— Eu quero paz!
— Você é chinês ou japa, caralho?.
Uma pomba bica um colchão murcho sob a marquise do antigo prédio da Prosdócimo, na rua Cruz Machado, no Centro de Curitiba. Faz quase trinta graus. Ando em ziguezague, atrás de sombra, um tabuleiro de xadrez escaldante. A primeira frase acima ouvi de um morador de rua, vestindo calção azul, cabelos modernos como os do Marcelo, lateral do Fluminense. Falava alto, sem camisa, que ia agarrada às mãos. Enrolado nela, um fone de ouvido. Conversava com alguém?

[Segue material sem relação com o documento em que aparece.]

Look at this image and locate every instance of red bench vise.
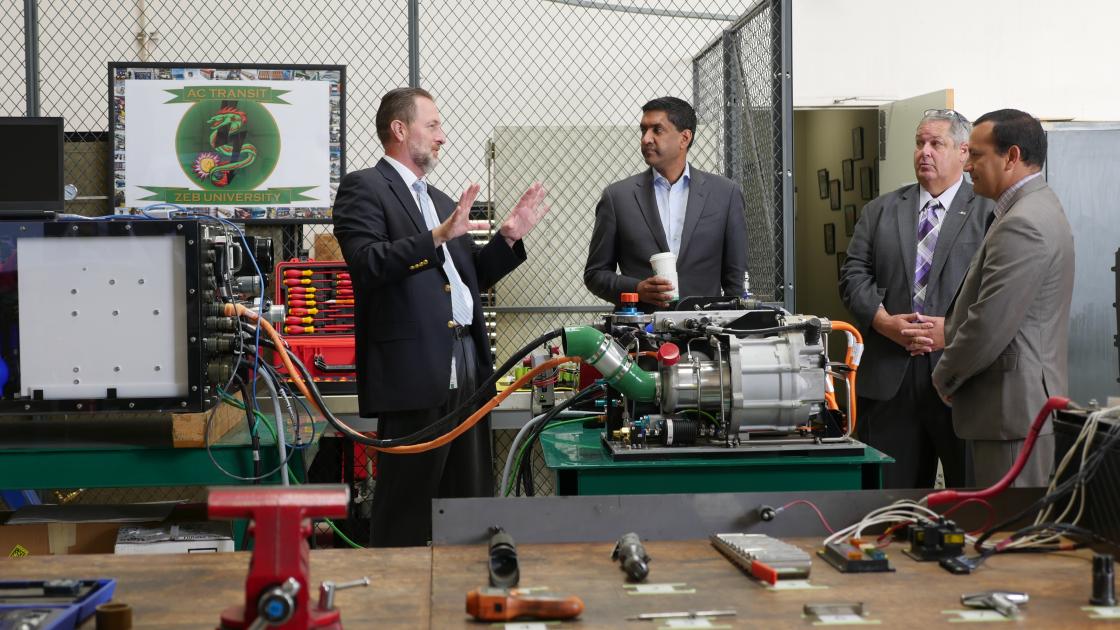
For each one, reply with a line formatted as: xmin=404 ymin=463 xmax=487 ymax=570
xmin=209 ymin=485 xmax=362 ymax=629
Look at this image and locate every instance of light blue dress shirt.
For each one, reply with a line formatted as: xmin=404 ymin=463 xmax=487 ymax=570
xmin=383 ymin=155 xmax=474 ymax=326
xmin=652 ymin=163 xmax=691 ymax=257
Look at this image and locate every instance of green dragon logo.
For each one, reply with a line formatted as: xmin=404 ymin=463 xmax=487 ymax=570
xmin=174 ymin=99 xmax=280 ymax=191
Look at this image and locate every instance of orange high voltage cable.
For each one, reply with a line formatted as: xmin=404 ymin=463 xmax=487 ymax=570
xmin=377 ymin=356 xmax=577 ymax=454
xmin=225 ymin=303 xmax=580 ymax=454
xmin=829 ymin=320 xmax=863 ymax=434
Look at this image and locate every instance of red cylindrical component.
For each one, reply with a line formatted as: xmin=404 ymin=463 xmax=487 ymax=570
xmin=282 ymin=269 xmax=314 ymax=278
xmin=657 ymin=342 xmax=680 ymax=367
xmin=285 ymin=325 xmax=314 ymax=334
xmin=287 ymin=299 xmax=317 ymax=307
xmin=286 ymin=286 xmax=317 ymax=294
xmin=285 ymin=316 xmax=314 ymax=325
xmin=288 ymin=307 xmax=318 ymax=316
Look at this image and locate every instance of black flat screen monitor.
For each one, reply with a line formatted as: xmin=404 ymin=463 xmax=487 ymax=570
xmin=0 ymin=117 xmax=64 ymax=213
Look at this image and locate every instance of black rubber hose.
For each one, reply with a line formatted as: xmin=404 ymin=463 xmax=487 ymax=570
xmin=251 ymin=328 xmax=566 ymax=448
xmin=515 ymin=382 xmax=606 ymax=495
xmin=237 ymin=375 xmax=263 ymax=482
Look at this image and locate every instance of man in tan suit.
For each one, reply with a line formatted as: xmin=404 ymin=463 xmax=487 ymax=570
xmin=929 ymin=109 xmax=1075 ymax=487
xmin=840 ymin=110 xmax=992 ymax=489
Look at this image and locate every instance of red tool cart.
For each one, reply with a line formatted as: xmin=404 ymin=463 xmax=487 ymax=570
xmin=272 ymin=259 xmax=356 ymax=394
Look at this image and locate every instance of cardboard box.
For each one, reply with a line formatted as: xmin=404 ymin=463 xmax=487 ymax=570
xmin=171 ymin=390 xmax=246 ymax=447
xmin=1 ymin=522 xmax=122 ymax=558
xmin=1 ymin=502 xmax=177 ymax=558
xmin=314 ymin=233 xmax=343 ymax=261
xmin=114 ymin=522 xmax=234 ymax=555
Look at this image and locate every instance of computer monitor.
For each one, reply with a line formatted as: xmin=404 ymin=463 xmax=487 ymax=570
xmin=0 ymin=117 xmax=64 ymax=213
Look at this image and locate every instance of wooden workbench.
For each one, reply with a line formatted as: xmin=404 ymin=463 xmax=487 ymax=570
xmin=2 ymin=539 xmax=1114 ymax=627
xmin=0 ymin=548 xmax=430 ymax=629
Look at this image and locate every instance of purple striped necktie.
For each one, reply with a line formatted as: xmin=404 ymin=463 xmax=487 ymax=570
xmin=913 ymin=199 xmax=943 ymax=313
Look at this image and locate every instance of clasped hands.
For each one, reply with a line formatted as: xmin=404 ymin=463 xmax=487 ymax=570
xmin=871 ymin=307 xmax=945 ymax=356
xmin=433 ymin=182 xmax=550 ymax=248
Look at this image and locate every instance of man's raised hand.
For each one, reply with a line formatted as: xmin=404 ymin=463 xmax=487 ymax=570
xmin=499 ymin=182 xmax=550 ymax=245
xmin=433 ymin=182 xmax=481 ymax=246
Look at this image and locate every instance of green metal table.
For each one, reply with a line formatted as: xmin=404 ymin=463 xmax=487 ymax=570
xmin=540 ymin=426 xmax=893 ymax=495
xmin=0 ymin=422 xmax=316 ymax=549
xmin=0 ymin=422 xmax=308 ymax=490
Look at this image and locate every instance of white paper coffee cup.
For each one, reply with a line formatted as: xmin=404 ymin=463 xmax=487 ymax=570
xmin=649 ymin=252 xmax=679 ymax=301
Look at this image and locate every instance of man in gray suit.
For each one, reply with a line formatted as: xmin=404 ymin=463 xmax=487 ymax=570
xmin=584 ymin=97 xmax=748 ymax=311
xmin=931 ymin=109 xmax=1074 ymax=487
xmin=840 ymin=110 xmax=993 ymax=488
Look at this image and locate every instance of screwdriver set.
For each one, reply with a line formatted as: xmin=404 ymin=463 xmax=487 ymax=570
xmin=272 ymin=259 xmax=356 ymax=393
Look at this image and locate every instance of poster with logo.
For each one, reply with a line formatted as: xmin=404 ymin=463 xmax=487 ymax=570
xmin=108 ymin=63 xmax=345 ymax=220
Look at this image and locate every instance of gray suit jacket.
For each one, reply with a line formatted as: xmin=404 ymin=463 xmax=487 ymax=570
xmin=840 ymin=181 xmax=993 ymax=400
xmin=583 ymin=167 xmax=748 ymax=311
xmin=932 ymin=177 xmax=1075 ymax=440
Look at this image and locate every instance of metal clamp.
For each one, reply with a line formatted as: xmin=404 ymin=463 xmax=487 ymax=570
xmin=961 ymin=591 xmax=1028 ymax=618
xmin=318 ymin=576 xmax=371 ymax=612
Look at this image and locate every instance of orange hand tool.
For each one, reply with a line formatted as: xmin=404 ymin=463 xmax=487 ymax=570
xmin=465 ymin=587 xmax=583 ymax=622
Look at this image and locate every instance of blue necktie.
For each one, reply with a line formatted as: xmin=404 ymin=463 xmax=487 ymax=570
xmin=412 ymin=180 xmax=473 ymax=325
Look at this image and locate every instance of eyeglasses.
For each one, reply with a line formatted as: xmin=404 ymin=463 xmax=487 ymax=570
xmin=923 ymin=108 xmax=970 ymax=124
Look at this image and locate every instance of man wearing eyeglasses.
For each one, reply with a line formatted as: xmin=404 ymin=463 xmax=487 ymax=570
xmin=840 ymin=109 xmax=993 ymax=489
xmin=931 ymin=109 xmax=1074 ymax=487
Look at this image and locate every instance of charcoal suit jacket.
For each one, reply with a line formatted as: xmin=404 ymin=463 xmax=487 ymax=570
xmin=333 ymin=159 xmax=525 ymax=415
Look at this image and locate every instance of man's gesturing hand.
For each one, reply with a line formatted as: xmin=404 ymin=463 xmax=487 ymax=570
xmin=499 ymin=182 xmax=550 ymax=246
xmin=433 ymin=183 xmax=481 ymax=247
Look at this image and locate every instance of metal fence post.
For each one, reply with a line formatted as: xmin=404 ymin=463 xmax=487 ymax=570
xmin=408 ymin=0 xmax=420 ymax=87
xmin=23 ymin=0 xmax=38 ymax=116
xmin=777 ymin=0 xmax=794 ymax=311
xmin=720 ymin=30 xmax=736 ymax=180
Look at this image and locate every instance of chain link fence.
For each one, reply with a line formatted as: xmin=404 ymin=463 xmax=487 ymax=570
xmin=693 ymin=0 xmax=792 ymax=305
xmin=4 ymin=0 xmax=790 ymax=514
xmin=1 ymin=3 xmax=26 ymax=118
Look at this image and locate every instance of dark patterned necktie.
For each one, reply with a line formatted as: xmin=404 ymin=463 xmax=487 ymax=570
xmin=913 ymin=199 xmax=943 ymax=313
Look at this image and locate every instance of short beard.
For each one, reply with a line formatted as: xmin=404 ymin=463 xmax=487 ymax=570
xmin=410 ymin=144 xmax=439 ymax=175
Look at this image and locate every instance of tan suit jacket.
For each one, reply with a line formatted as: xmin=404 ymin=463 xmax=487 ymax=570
xmin=932 ymin=176 xmax=1075 ymax=440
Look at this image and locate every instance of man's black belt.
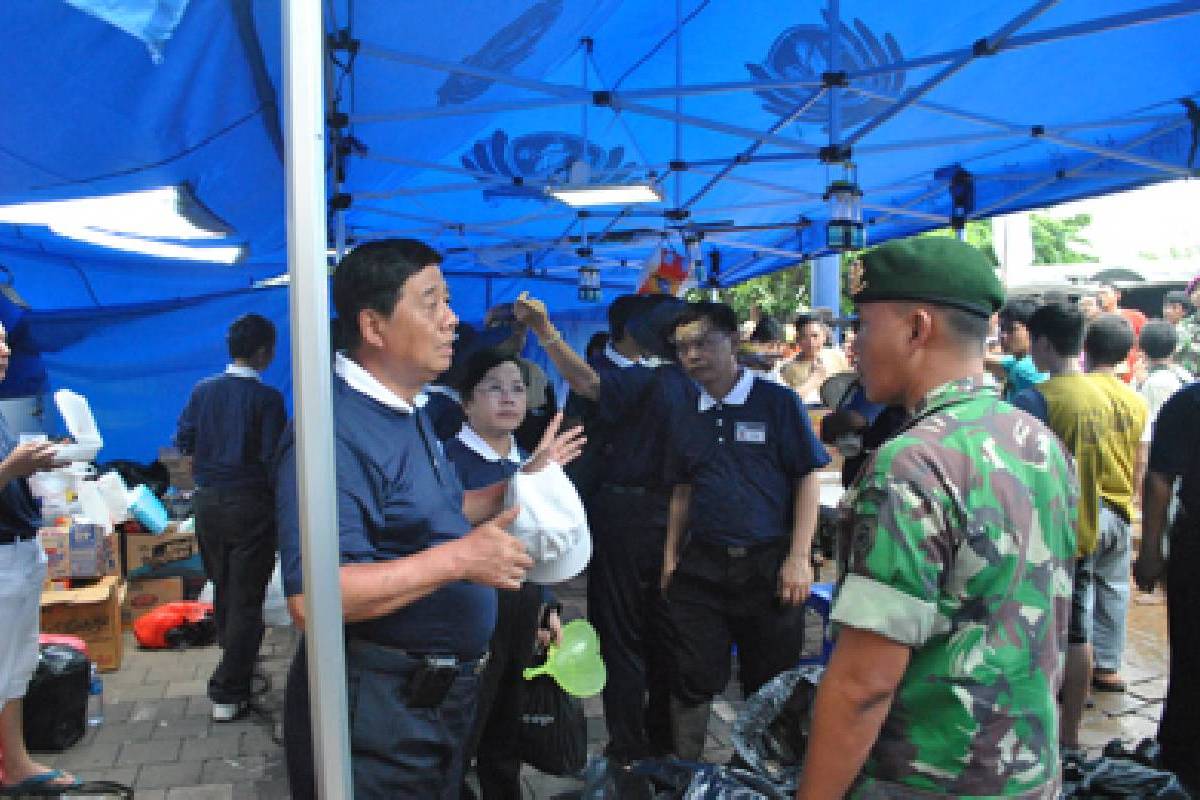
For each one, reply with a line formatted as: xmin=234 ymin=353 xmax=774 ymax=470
xmin=598 ymin=483 xmax=664 ymax=497
xmin=0 ymin=532 xmax=37 ymax=545
xmin=345 ymin=637 xmax=489 ymax=676
xmin=689 ymin=538 xmax=784 ymax=559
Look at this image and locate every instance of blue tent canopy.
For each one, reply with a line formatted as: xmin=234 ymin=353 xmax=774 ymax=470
xmin=3 ymin=0 xmax=1199 ymax=457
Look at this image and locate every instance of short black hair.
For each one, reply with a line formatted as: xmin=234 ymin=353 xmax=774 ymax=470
xmin=332 ymin=239 xmax=442 ymax=349
xmin=749 ymin=316 xmax=784 ymax=343
xmin=793 ymin=313 xmax=821 ymax=331
xmin=999 ymin=297 xmax=1040 ymax=329
xmin=1164 ymin=290 xmax=1189 ymax=308
xmin=934 ymin=306 xmax=991 ymax=349
xmin=1139 ymin=320 xmax=1178 ymax=360
xmin=454 ymin=348 xmax=523 ymax=402
xmin=670 ymin=302 xmax=738 ymax=338
xmin=1027 ymin=302 xmax=1086 ymax=357
xmin=227 ymin=313 xmax=276 ymax=360
xmin=585 ymin=332 xmax=609 ymax=361
xmin=1084 ymin=313 xmax=1135 ymax=367
xmin=607 ymin=294 xmax=642 ymax=341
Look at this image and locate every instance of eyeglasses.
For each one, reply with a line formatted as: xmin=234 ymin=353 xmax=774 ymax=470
xmin=670 ymin=331 xmax=728 ymax=355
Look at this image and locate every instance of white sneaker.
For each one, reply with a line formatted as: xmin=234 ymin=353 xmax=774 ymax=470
xmin=211 ymin=701 xmax=245 ymax=722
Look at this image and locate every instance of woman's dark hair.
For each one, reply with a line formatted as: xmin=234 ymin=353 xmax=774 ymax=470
xmin=1084 ymin=313 xmax=1135 ymax=367
xmin=454 ymin=348 xmax=524 ymax=402
xmin=1139 ymin=320 xmax=1178 ymax=360
xmin=1026 ymin=302 xmax=1086 ymax=358
xmin=227 ymin=313 xmax=276 ymax=360
xmin=332 ymin=239 xmax=442 ymax=349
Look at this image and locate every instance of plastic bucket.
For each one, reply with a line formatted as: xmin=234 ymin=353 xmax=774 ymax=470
xmin=128 ymin=484 xmax=169 ymax=533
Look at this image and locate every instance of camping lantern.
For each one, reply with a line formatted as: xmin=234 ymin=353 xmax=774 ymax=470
xmin=578 ymin=263 xmax=600 ymax=302
xmin=825 ymin=162 xmax=865 ymax=252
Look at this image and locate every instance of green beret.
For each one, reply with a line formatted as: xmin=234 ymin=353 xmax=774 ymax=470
xmin=850 ymin=237 xmax=1004 ymax=317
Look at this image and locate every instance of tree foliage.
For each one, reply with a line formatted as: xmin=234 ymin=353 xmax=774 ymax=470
xmin=1030 ymin=213 xmax=1098 ymax=264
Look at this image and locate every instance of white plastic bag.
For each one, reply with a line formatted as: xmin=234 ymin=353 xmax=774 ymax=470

A outra frase veio de dentro de uma lanchonete, na Praça Tiradentes. Já havia passado o Sacolão, a Rainha de Iemanjá, a Unibaby e a Gulla Mix Max. Virei pra identificar o autor, mas dei num breu. O solão de fora impedia de ver quem tinha falado dentro do bar. O timbre era de fumante, pregas vocais batidas em muita nicotina e álcool. Me lembrou a voz de uma antiga cliente que subia os dois lances de escada do Sebo que eu tocava em São Paulo. Sempre de preto, chegava no patamar da loja e ao pôr o pé na soleira da livraria dizia, com aquela voz craquelada por quilos de alcatrão: — Estou no bico do corvo!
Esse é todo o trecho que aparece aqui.